Definitely organization and time-management. Even though those are “soft” skills, I learned how to perfect them at U of I, and I constantly lean on that today.

Writing with purpose and using a consistent tone is very important as well. I also do my best to be concise in my emails and writing, and proofread everything before sending.

From your experience, could you tell us what qualities employers seek in a candidate?

In every interview I have been in or conducted, employers appreciate a candidate who has done their research. Even if the candidate has a non-traditional background or work history, research is way more important. Coming to an interview or phone screen with your “homework” done is the best advice I can give.
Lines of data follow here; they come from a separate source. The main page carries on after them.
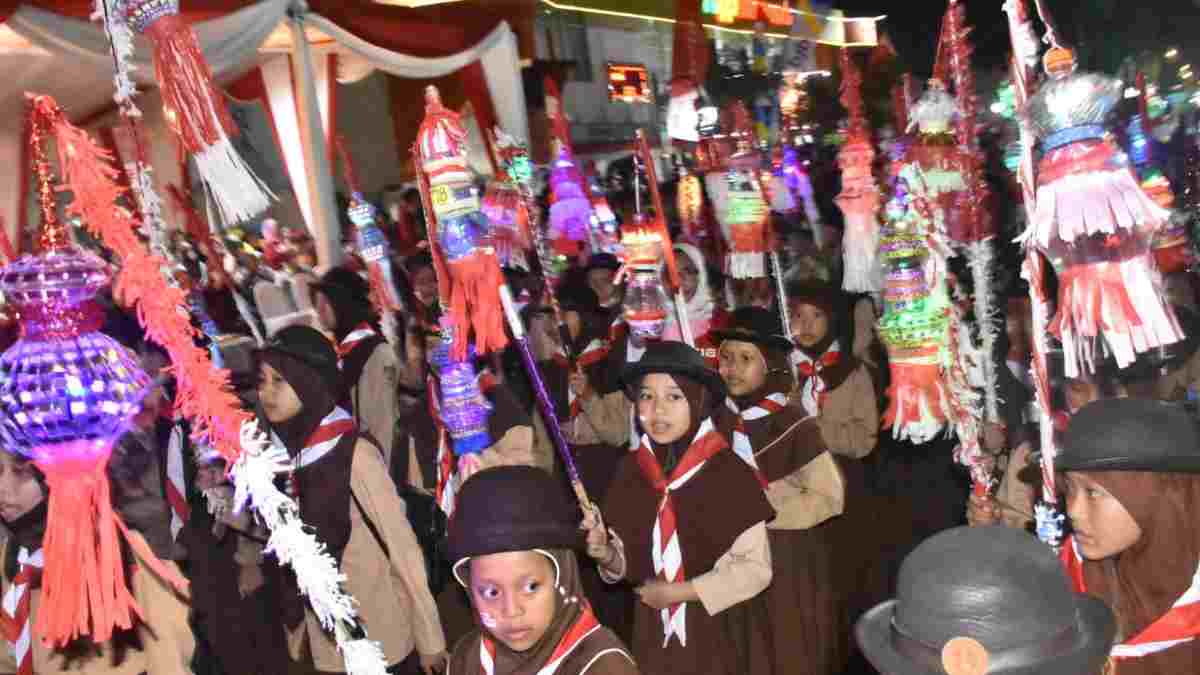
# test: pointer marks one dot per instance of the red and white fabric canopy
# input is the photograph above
(61, 54)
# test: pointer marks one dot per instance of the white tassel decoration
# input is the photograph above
(293, 544)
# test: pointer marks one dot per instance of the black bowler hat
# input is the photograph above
(1131, 435)
(309, 346)
(757, 326)
(672, 358)
(511, 508)
(993, 596)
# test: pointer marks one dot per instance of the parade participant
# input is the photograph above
(1129, 469)
(834, 387)
(601, 273)
(341, 483)
(369, 365)
(513, 542)
(688, 520)
(802, 615)
(976, 601)
(162, 640)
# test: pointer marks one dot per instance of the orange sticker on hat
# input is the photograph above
(965, 656)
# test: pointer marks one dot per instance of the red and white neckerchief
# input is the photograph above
(813, 387)
(1180, 625)
(321, 442)
(665, 547)
(15, 622)
(352, 340)
(741, 440)
(447, 488)
(177, 487)
(580, 631)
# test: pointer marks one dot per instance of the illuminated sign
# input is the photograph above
(629, 83)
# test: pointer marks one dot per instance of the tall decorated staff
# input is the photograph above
(859, 198)
(643, 156)
(203, 396)
(195, 107)
(1095, 222)
(67, 392)
(373, 249)
(570, 205)
(468, 274)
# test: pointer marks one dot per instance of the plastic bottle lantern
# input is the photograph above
(66, 393)
(461, 404)
(646, 300)
(472, 291)
(916, 316)
(1095, 222)
(936, 151)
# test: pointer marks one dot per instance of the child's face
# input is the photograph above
(1103, 526)
(19, 489)
(663, 408)
(742, 366)
(515, 596)
(279, 399)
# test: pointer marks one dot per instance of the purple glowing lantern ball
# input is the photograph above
(63, 381)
Come prepared with LOTS of questions about the company and the role. Come prepared with insight about how your background can relate to the job. Be diligent, thoughtful, and prepared, and it won’t matter what your degree is in. Be willing to work hard, and learn and grow, and you can start a career anywhere.

Would you give some suggestion to our undergrads regarding how to make the transition from college to working life?

I would suggest you apply to any and every job you can. Get your name and resume out there and practice, practice, practice with phone screens. No interview is a waste of time. You will get better each time, and you will find something you really enjoy. You must also be willing to start at the bottom. If you find a company you really like, you may not get the exact role you want, but you can get a foot in the door and start your career. Then you have to be willing to work the hardest and stand out from the crowd in order to move up. Do your best to stand out of the crowd on your resume and cover letter. Add style points that will allow the recruiters to remember you. Be yourself. Be genuine. Be kind, and be hungry.

What are some of your future professional goals?

My goals currently are to grow my team to one of the best business development teams in the city. We are getting really really good, but I want us to be great. I’d also love to use what I have learned about sales and teach again either in a college setting, or as a speaker at technology events. I have truly found a job I love in sales management, and I plan on staying as long as I can to become better and grow within a company that is doing really exciting things in the benefits communication space.

What advice do you have for students interested in exploring the field you are in now?

My advice is for students to do their research on SaaS (Software as a service) sales. It is a growing field with a ton of potential. Even if sales sounds scary, or they may not want to make phone calls, it is really an exciting space to start a career. Do research, see if you can set up job shadows, talk to friends and family who have had jobs in sales, and see if it is something that would be interesting to you! Within technology companies, there are also jobs in project management and implementation. This roles are great for English majors, as they also require organization and communication skills. The important thing is to find something you like and that you can do well, and run with it!